20 Introducing Abisi Cultural Economic History



Man playing Idom : percussion on  iron hoe during Bori ceremony. The two faces of economy, from material production to spirituality.

Today, economy is about making money. Some even think that without money, there is no economy.

In fact, economics is about resources and entrepreneurs, people who can make a living by using ideas, natural resources and tools.

Abisi Economic History starts as soon as the “Sitting Friends” began to transform Abisi Hill from an inhabited place to a human settlement.

They developed a Hoe Agriculture Economy.

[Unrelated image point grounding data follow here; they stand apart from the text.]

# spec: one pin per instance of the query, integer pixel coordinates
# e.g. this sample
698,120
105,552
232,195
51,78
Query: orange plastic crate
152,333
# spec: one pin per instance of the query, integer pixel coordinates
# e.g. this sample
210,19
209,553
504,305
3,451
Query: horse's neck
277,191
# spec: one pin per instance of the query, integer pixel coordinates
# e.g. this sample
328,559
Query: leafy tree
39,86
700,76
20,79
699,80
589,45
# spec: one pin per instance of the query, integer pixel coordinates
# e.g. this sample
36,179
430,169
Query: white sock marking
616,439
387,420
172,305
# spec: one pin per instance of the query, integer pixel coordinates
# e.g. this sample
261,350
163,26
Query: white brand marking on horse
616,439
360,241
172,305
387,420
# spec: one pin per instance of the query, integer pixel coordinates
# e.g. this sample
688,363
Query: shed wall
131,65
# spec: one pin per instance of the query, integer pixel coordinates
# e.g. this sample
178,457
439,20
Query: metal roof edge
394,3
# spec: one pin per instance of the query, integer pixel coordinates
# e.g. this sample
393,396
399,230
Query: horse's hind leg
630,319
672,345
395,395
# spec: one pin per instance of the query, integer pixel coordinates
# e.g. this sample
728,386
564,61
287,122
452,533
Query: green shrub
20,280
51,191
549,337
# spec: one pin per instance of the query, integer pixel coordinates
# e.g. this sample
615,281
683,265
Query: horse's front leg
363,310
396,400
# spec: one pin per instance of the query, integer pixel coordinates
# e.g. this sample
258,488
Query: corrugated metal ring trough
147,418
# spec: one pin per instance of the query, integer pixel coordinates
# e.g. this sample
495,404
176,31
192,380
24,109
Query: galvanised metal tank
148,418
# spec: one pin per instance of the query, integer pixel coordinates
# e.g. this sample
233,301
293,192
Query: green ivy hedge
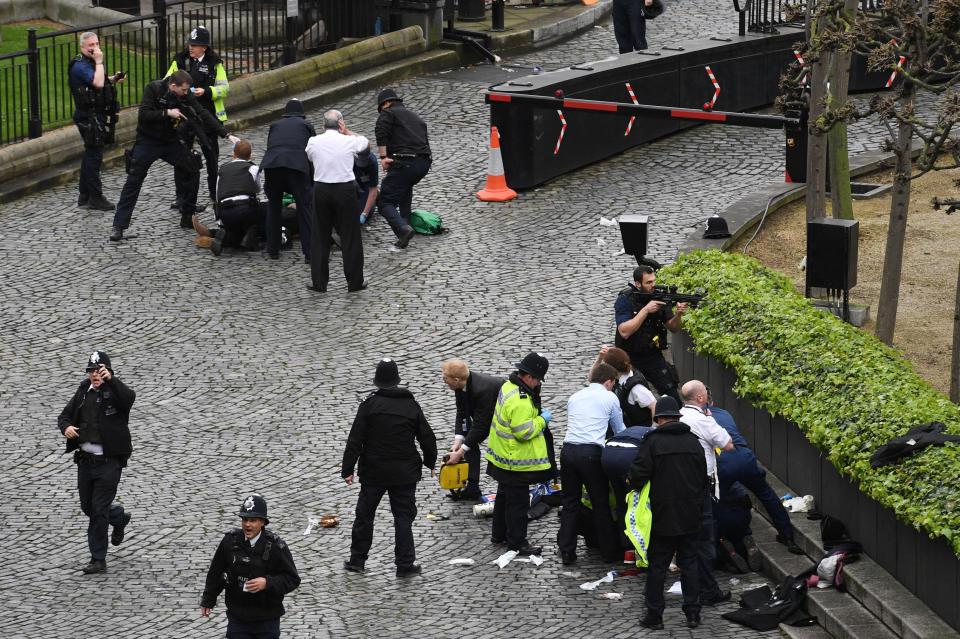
847,391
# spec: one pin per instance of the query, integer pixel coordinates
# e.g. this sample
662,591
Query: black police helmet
534,364
387,94
98,359
254,507
199,36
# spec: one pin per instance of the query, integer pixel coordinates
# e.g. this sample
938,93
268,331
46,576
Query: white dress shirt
712,435
331,153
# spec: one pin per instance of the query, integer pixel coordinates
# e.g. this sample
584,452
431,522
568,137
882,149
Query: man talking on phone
95,424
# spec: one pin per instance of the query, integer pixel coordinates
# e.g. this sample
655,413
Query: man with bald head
696,415
335,202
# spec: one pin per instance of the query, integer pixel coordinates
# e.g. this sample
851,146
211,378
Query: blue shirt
725,419
589,412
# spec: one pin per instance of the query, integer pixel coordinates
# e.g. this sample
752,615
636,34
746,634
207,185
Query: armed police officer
95,423
169,115
210,87
642,326
95,115
256,569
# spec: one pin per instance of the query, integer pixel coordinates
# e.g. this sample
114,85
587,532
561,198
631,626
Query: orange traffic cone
497,189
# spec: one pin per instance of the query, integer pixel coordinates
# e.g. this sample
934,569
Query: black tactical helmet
534,364
199,36
254,506
387,94
98,359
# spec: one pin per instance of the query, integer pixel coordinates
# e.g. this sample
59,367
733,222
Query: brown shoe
198,226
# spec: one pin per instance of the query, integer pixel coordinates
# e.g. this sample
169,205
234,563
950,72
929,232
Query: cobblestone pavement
246,381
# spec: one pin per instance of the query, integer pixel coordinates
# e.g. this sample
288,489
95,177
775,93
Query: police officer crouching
256,569
241,216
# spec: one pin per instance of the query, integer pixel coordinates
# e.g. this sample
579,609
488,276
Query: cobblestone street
246,381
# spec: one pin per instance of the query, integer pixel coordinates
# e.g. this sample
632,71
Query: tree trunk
955,356
897,229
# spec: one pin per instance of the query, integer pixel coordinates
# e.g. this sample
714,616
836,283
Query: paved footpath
246,381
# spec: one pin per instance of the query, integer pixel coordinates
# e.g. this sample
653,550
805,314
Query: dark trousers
145,153
658,372
239,218
706,550
268,629
659,554
741,465
90,184
335,207
629,25
580,466
277,182
403,505
97,484
211,157
396,190
510,514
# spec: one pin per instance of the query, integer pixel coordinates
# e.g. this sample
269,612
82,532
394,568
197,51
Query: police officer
256,569
519,452
405,156
95,424
286,169
169,116
209,87
95,116
642,331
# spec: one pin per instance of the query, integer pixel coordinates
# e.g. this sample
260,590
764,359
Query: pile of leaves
847,391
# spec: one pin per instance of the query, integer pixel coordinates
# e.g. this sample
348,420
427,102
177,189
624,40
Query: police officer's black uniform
101,416
96,113
287,170
160,137
251,614
404,134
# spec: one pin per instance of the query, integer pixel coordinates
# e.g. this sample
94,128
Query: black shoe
718,597
95,567
406,234
217,245
790,544
652,621
116,537
754,560
353,567
409,571
100,203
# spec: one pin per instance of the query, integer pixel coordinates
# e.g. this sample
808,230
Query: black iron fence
249,35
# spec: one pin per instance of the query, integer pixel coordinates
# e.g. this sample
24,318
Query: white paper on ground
505,558
592,585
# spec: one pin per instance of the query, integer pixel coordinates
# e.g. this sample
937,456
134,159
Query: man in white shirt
590,412
696,415
335,202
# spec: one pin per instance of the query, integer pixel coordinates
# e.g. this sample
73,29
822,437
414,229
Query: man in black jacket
287,170
671,458
256,569
476,396
405,157
95,424
381,438
168,114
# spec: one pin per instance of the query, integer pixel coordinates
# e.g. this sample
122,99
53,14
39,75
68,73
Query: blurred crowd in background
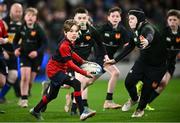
52,13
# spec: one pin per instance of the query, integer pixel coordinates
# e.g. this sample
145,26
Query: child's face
72,34
173,22
81,19
133,21
114,18
30,18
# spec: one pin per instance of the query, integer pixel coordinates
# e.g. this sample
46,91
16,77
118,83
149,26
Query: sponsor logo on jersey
33,33
117,36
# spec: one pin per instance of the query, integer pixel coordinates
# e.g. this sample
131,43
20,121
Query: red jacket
3,31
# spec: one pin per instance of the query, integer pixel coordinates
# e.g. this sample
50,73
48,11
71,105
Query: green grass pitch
167,106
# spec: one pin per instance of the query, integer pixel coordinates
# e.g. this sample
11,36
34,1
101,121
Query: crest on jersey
33,33
106,34
117,36
178,40
88,37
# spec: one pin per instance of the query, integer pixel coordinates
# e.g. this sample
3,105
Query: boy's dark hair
68,24
173,12
114,9
81,10
34,11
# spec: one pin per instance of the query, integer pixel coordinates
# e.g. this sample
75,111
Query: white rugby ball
92,67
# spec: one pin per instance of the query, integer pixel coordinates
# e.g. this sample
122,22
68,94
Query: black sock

Their basic mode of subsistence was agricultural, using large iron hoes to till their fields, cultivating a wide variety of domesticated plants, practicing fallowing to maintain soil fertility and depending on rain to provide water for their crops.

Their agricultural production was able to sustain their community because they cooperated together to make it work.

They had rules to access land and raw materials, they knew how to organize work schedules, they could push people to increase their work well beyond their substance needs.

They could even deal with the adverse risk effects of poor rainfall by involving their ideas about the role of ancestors and of the “rain father”!

Their economy was embedded into their kinship institutions: fathers and sons or brothers, wives, mothers and daughters, neighbors and in-laws. But also in work and age groups.

Their “economic input” was motivated by many incentives: pride of being a successful family with many children and plenty of grain reserves, pride of being a praised hoers and pride of being able to give generous bride service to marry many women.

Even with all these economic assets at their disposal, Abisi never lived in autarky (independent) they relied on bartered products with their neighbors and imported many goods.

Their economy changed from this mostly self-substance economic model to a peasant economy when they had to pay tribute to the Zaria State.

That is when political control started to dominate their production. Zaria relied on cheap slave work and easy gains in resources by threatening smaller communities of military annihilation.

But the British colonial economy transformed these relations into a wider market economy where money was gradually introduced with the help of shell money and small metal pieces. New taxes were imposed in favor of the colonial administration,

In 1973, Pound, Shilling, and Pence had become Nairas and money was there to stay.

Local market places were finally accepted after years of resistance.